The photo above was taken by Sarah Scurr on November 6, 2006, while Scurr was aboard a cruise ship near Chile's Northern Patagonian Ice Field. The photo below was taken by Marisol Ortiz Elfeldt on the same day, from the same ship, and looks nearly identical to Scurr's—a fact that recently led to a bizarre public row over accusations of plagiarism.
The trouble started back in 2009, when amateur photographer Scurr submitted her image of the Chilean iceberg to a photography competition hosted by the Telegraph's travel section.
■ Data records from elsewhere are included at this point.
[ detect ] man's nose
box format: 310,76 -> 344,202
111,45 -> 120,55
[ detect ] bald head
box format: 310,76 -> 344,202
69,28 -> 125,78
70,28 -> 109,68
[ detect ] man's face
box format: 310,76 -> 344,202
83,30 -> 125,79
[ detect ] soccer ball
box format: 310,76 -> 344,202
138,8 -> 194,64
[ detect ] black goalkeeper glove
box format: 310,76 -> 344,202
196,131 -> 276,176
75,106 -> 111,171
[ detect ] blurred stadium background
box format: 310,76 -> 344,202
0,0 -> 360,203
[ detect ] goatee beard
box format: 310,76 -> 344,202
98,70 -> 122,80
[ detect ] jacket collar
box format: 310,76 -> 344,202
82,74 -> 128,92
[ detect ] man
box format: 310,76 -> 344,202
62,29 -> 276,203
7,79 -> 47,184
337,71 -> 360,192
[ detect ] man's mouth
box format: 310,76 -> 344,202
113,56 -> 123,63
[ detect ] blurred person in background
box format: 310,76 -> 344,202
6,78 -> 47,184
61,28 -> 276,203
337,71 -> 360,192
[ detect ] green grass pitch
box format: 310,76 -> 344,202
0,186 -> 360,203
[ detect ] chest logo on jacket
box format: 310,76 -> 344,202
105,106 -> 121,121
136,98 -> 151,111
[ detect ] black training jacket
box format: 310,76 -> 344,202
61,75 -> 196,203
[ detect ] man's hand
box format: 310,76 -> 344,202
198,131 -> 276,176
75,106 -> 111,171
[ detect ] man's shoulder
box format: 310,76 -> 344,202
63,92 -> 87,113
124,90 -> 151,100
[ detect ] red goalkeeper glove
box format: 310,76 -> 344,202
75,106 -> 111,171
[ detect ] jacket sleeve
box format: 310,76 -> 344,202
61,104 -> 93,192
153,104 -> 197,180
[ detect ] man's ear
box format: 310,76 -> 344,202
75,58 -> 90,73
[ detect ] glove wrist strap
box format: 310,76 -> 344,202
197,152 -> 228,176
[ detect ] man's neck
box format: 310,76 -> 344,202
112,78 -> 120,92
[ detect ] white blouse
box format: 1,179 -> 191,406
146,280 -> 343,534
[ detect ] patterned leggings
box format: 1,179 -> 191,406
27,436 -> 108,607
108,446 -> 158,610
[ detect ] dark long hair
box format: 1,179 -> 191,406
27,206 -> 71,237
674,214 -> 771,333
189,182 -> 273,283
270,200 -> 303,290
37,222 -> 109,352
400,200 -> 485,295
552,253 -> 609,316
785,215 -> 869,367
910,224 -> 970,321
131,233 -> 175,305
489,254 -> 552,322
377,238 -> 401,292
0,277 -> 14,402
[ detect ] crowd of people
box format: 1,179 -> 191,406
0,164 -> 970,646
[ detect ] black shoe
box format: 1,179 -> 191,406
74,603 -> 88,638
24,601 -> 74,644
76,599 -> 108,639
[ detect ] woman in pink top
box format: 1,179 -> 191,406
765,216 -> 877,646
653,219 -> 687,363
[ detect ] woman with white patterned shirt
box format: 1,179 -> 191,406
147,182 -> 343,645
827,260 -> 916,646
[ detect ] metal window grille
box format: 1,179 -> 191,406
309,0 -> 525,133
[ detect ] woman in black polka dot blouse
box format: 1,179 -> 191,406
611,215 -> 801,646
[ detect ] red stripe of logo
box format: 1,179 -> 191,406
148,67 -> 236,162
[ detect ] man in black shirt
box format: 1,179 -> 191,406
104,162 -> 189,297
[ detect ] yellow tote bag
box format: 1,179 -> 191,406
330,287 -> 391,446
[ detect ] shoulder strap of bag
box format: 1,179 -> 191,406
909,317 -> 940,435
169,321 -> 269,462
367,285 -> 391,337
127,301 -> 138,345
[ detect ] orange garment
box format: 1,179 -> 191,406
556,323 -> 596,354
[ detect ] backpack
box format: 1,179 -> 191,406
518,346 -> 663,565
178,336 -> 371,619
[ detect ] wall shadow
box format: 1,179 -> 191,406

Her photo was selected as one of the best of the week and added to the paper's website, where it sat mostly unremarked-upon for six years.
Then, last month, Elfeldt caught wind of Scurr's snap and posted on Telegraph Travel's Facebook page to accuse her of stealing the photo, photoshopping it, and entering it into the contest as her own. "I want to make clear that this is MINE and I find very poor (sic) of this person to deceive people by saying it's hers," she wrote. "I want this picture removed or with the right credits: my name."
The Telegraph, determined to uncover any foul play, asked both photographers to supply the EXIF data for their image—which showed that they had indeed been taken on the same day, at the same location, but with different cameras. "A closer look also revealed a very slight difference in perspective - consistent with a moving boat," writes the Telegraph's Oliver Smith. "Which would lead to the remarkable conclusion that the two women were standing beside one another when they took the same photo just seconds apart."
You might be tempted to interpret the episode as a dire portend for original photography in the age of the iPhone, as Guardian art critic Jonathan Jones did in his hackneyed take. Please don't. It's true: many more people have access to cameras than did even just a decade ago, and that's occasionally going to lead to dustups like these. But if there's a lesson to be learned here, it's not that creativity is dead, or that whippersnapper Instagrammers have an inflated sense of their own artistic worth.
It's just that old-fashioned artistic plagiarism—an idea that's been on increasingly shaky ground for a century or more—is only becoming more difficult to pin down now that even your grandma is a 24-hour content-creating machine.
Scurr, who handled the allegations against her with aplomb, put it nicely:
It's a bizarre coincidence and I'm suprised it doesn't happen more often. You've got hundreds of people staring at landmarks or landscapes, all taking the same picture on their smartphone or camera. Hopefully, should anyone else find themselves in the same position, they will think twice before making public accusations.